In a world where an (ostensibly) serious public figure can stand in front of a microphone and declare that women have always been “the primary victims of war,” it should come as no surprise that a group of (ostensibly) serious intellectuals can sit in front of a microphone and declare that women have been the primary victims of feminism.
If people are so blindly ignorant and devoid of perspective to let the first claim pass unchallenged, the second one is practically a lay-up.
For all of his wisdom and virtues, Jordan Peterson is one of the worst when it comes to the issue of failing to hold women fully accountable for their misdeeds and failings (although he may be gradually moving in the right direction). Perhaps one of the reasons for this is that his own daughter, a single mother by choice who practically rode his coattails to public prominence and wealth, is a rather stark embodiment of the criticisms commonly made of modern women by individuals in this space.

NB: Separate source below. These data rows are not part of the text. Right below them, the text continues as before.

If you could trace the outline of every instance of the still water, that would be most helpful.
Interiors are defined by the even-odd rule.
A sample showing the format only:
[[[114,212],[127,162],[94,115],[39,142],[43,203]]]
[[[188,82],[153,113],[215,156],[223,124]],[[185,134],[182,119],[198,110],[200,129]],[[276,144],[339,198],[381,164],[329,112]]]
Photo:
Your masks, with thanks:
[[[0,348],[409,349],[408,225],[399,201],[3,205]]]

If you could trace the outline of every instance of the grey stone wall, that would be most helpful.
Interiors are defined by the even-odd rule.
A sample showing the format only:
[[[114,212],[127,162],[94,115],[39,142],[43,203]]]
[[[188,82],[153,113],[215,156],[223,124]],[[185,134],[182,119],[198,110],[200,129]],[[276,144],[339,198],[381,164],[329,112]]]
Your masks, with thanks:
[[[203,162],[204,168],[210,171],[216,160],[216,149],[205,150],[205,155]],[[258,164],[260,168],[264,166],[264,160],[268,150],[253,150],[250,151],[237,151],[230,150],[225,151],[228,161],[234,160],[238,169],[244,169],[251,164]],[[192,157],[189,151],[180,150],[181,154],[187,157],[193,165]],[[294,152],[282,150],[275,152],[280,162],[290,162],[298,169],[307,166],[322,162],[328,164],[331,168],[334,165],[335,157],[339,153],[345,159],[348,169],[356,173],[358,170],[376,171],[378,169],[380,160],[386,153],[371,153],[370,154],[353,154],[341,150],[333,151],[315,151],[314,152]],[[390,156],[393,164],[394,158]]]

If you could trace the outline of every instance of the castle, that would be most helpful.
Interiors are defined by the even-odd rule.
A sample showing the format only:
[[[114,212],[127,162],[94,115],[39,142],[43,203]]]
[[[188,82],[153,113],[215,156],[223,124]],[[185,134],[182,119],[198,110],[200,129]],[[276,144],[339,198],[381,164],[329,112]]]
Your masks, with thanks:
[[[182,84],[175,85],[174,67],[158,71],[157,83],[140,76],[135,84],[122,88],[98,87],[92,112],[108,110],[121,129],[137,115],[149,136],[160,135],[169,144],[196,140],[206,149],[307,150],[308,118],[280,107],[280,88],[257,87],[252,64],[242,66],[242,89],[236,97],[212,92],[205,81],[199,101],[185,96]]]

This all goes back to the theme of “conservatives” just being the opposite side of the modern gynocentric coin (with feminists being the other). As “based” and “red-pilled” as these individuals can be on a whole host of controversial topics, they all slam on the proverbial brakes when it comes to anything vaguely resembling full accountability and equality for female behavior.
On a podcast with Michael Shermer about 5 years ago, Heather Mac Donald, a woman who is/would be labeled a conservative by any definition, claimed that men, while rarely being guilty of actual rape, “certainly are acting as boorishly as possible” when discussing the issue of campus rape hysteria and the fear of false accusations.
Even if I were to willing to wholeheartedly grant her premise (and I wouldn’t be), that’s a profoundly obtuse observation to make about the modern world unless you immediately follow it with:
“...and women certainly are acting as whorishly as possible.”
Feminism is societal cancer. Women most affected.
Not that I had that much respect for Mr. Peterson before, but whatever amount I had for him just dropped significantly. How can he and the others be blatantly ignorant? Or are they just stupid, or incompetent? I'm of the age that witnessed the start of the downfall: beginning with the JFK murder when I was 13, society has been going downhill ever since, and I was there during the entire sixties insanity, which included the women who would be candidates for a life partner who drank the feminist Kool-Aid. I unfortunately married one of them which of course ended in disaster. I've been single ever since, reminded by women almost daily of what a horror they truly have become. Now, I thank my lucky stars I got through it all relatively sane and safe, happily painting away in my studio every day. Others have not been so lucky.